I think you’re taking the ALL a tad to literally.

Well, for starters, a person is an independent being, one not dependent on another being for basics like blood and oxygen…

I don’t believe that it’s relevant. No human has the right, in my opinion, to demand the flesh and blood of another human, even if that’s the only thing that can save their life. Additionally, I don’t believe that by having sex you are obligated to a duty of care to the resulting fetus, since pregnancy is a sufficiently low-probability outcome of any given sexual act that it doesn’t even rise, IMHO, to the standard of negligence to believe getting pregnant won’t happen.

Effectively, I liken abortion to an eviction. It is not the mother’s fault that a fetus is not capable of surviving outside the womb–the only thing that matters in the moral calculus is the mother’s absolute right to say “no, you may not use my body for your purposes”.

This is why the hypothetical uterine replicator is one of the few things that would cause me to rethink my position vis-a-vis abortion: it solves the problem of the balance of rights in the exact same way, but without killing the fetus.

My kidneys are failing. I will die without them.
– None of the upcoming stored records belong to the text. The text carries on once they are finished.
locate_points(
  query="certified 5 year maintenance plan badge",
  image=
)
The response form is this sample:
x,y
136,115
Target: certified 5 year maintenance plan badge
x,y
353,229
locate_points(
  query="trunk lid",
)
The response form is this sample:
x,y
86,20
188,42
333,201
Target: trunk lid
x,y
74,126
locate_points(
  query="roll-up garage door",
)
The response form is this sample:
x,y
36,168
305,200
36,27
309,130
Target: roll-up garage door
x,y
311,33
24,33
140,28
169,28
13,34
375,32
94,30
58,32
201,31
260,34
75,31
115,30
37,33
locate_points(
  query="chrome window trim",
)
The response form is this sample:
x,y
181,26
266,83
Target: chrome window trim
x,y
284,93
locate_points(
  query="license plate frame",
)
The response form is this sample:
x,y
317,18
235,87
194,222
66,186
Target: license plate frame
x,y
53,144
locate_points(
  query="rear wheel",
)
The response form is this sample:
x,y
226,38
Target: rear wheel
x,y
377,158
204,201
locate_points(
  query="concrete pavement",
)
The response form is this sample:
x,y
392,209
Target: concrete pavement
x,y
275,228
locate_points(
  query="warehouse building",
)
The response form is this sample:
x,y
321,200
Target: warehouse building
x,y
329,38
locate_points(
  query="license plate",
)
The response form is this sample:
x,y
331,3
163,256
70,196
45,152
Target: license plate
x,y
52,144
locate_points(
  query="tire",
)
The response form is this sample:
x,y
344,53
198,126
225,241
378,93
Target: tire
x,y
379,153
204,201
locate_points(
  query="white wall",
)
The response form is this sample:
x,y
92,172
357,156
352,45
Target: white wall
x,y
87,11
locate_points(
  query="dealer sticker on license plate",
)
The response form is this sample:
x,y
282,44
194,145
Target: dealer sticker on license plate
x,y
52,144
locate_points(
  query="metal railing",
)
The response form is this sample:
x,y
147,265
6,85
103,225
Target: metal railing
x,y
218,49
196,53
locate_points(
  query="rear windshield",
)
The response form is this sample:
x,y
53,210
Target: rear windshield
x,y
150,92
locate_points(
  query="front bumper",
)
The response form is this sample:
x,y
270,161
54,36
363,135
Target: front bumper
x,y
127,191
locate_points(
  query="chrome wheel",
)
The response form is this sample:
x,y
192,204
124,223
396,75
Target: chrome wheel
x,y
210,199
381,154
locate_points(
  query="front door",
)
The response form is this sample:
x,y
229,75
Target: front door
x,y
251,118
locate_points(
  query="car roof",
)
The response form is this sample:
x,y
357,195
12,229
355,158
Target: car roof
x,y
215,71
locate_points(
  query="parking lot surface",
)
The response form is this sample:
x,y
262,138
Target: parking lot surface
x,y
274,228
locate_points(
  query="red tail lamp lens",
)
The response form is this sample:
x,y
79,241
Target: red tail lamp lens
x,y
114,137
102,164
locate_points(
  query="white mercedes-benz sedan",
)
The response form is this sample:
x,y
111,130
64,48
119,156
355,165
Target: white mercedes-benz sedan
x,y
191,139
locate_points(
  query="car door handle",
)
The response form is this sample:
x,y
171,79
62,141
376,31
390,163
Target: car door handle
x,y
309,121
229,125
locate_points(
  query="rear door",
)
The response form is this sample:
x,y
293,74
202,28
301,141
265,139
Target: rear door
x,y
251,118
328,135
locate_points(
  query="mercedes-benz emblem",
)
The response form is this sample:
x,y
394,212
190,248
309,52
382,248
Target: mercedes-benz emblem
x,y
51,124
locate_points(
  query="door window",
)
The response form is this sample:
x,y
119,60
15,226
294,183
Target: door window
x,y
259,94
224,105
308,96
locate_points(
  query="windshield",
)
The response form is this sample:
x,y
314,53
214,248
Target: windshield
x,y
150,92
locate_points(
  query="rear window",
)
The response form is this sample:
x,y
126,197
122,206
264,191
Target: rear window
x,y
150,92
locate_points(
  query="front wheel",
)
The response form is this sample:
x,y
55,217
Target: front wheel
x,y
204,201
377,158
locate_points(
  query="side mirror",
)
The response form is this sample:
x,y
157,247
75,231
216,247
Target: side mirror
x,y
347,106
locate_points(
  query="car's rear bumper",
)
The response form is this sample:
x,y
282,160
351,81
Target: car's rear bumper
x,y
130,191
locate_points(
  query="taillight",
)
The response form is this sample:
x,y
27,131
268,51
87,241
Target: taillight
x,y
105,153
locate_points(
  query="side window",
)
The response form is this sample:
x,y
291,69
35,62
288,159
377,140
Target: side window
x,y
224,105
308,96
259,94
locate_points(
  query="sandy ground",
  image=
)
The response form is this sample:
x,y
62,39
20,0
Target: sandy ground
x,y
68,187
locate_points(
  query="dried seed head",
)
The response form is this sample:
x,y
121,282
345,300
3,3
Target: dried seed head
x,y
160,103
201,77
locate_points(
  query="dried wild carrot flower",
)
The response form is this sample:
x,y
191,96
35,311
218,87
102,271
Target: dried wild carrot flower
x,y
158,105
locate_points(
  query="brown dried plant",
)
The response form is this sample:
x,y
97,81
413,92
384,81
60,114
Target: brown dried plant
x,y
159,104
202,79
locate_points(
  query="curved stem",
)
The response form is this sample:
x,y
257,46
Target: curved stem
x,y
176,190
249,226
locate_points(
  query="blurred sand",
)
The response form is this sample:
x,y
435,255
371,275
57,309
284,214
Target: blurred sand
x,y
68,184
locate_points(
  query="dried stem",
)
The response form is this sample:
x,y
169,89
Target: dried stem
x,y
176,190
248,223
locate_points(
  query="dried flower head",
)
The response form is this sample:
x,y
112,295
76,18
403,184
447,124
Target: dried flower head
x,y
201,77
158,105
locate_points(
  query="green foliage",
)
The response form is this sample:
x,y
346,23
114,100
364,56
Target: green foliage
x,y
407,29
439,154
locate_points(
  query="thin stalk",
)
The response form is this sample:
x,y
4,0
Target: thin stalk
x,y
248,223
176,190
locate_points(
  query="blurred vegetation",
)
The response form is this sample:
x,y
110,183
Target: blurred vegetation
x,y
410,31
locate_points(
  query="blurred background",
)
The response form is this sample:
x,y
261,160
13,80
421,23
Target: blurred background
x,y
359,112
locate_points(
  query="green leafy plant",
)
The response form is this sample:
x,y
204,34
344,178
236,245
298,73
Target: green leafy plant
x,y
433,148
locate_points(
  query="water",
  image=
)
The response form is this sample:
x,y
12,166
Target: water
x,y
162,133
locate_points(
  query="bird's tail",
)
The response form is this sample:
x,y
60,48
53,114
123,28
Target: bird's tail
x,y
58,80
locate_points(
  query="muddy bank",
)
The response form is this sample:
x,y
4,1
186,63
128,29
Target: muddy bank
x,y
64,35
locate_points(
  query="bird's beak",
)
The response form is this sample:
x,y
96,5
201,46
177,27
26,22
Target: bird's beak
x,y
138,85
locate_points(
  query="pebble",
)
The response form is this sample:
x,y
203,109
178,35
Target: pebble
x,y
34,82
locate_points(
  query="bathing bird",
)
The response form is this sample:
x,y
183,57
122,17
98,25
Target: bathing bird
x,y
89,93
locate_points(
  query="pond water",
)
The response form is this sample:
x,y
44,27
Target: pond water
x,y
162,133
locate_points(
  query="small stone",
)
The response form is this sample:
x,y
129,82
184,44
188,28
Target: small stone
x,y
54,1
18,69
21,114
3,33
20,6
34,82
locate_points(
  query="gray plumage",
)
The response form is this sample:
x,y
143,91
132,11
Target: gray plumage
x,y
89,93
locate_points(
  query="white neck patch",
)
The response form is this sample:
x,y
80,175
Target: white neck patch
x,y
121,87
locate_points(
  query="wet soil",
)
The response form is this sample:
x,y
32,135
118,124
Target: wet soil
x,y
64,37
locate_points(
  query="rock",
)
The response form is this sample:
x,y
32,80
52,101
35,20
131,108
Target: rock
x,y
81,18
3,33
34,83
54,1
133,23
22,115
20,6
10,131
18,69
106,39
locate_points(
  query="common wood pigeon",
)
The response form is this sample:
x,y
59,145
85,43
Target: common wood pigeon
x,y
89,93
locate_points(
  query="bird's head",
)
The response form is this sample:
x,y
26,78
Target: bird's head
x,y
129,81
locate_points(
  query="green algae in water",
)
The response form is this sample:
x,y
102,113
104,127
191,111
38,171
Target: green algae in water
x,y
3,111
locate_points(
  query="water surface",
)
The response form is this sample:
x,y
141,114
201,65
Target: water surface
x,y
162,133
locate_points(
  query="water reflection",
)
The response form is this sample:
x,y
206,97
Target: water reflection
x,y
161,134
You have two functioning kidneys and match my blood type. Should I be legally allowed to demand one of your kidneys?

A person is not dependent upon another person to simply maintain life.

A person has (as a necessary part of their being) some degree of autonomy to remain living (greater or lesser depending upon their physical status).
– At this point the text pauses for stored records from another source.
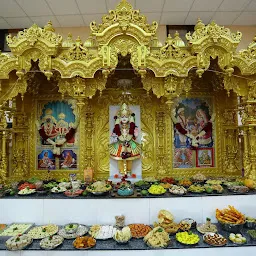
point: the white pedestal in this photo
(142, 210)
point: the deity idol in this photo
(48, 125)
(124, 147)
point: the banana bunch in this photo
(123, 235)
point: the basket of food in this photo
(156, 190)
(230, 219)
(187, 238)
(250, 222)
(84, 242)
(214, 239)
(139, 230)
(123, 236)
(237, 238)
(207, 227)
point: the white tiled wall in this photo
(143, 210)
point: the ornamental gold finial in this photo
(199, 24)
(49, 27)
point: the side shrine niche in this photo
(122, 103)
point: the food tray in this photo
(232, 228)
(17, 223)
(87, 248)
(81, 231)
(161, 247)
(215, 245)
(53, 246)
(21, 248)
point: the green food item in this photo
(12, 193)
(33, 180)
(208, 190)
(252, 233)
(144, 192)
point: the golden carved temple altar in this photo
(43, 67)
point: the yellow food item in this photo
(156, 190)
(249, 183)
(157, 238)
(187, 238)
(230, 215)
(84, 242)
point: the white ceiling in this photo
(76, 13)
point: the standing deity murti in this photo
(124, 147)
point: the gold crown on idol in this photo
(124, 110)
(61, 116)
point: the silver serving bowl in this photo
(232, 228)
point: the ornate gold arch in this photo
(164, 70)
(125, 31)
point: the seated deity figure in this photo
(48, 125)
(124, 147)
(62, 126)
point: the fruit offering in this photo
(26, 185)
(185, 183)
(26, 191)
(165, 220)
(18, 242)
(252, 234)
(58, 189)
(150, 179)
(102, 232)
(199, 177)
(81, 230)
(196, 189)
(156, 190)
(139, 230)
(211, 188)
(239, 189)
(215, 239)
(15, 229)
(2, 227)
(51, 242)
(237, 238)
(208, 227)
(214, 182)
(84, 242)
(41, 232)
(165, 185)
(230, 216)
(169, 180)
(123, 236)
(157, 238)
(142, 184)
(187, 238)
(177, 190)
(99, 187)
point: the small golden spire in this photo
(49, 26)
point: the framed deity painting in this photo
(194, 139)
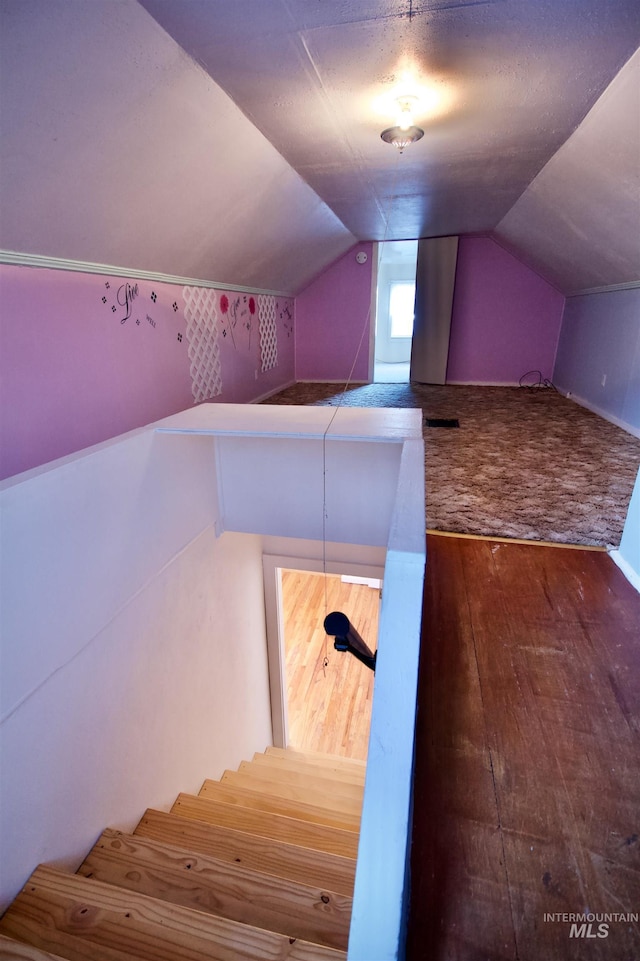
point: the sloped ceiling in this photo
(578, 222)
(116, 148)
(505, 83)
(240, 142)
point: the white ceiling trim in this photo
(14, 258)
(631, 285)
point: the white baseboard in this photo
(481, 383)
(271, 393)
(333, 380)
(629, 572)
(629, 428)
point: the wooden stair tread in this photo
(317, 793)
(318, 759)
(277, 858)
(19, 951)
(309, 782)
(93, 921)
(224, 888)
(259, 800)
(329, 770)
(318, 837)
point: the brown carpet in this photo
(524, 463)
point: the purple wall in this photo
(506, 319)
(86, 357)
(333, 321)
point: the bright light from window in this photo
(401, 304)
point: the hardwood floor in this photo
(527, 789)
(329, 705)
An embryo does not fulfill these criteria in my not-so-humble opinion.

Nobody has to prove anything to you because nobody is trying to deny you your right to believe what you believe. It’s the people who want to change the law to fit their personal belief system, and try and force others to abide by beliefs they do not hold, that are required to provide some evidence and arguments to support it.

So once you go on life support for oxygen and dialysis, you’re not a person?

There’s not going to be a definition that doesn’t discriminate incorrectly sometimes.

Somewhere between conception and birth it becomes a person. Both sides of the argument cling to those cutoffs because they’re essential to the respective positions.

Alien, life support and dialysis are not beings. I chose my words carefully.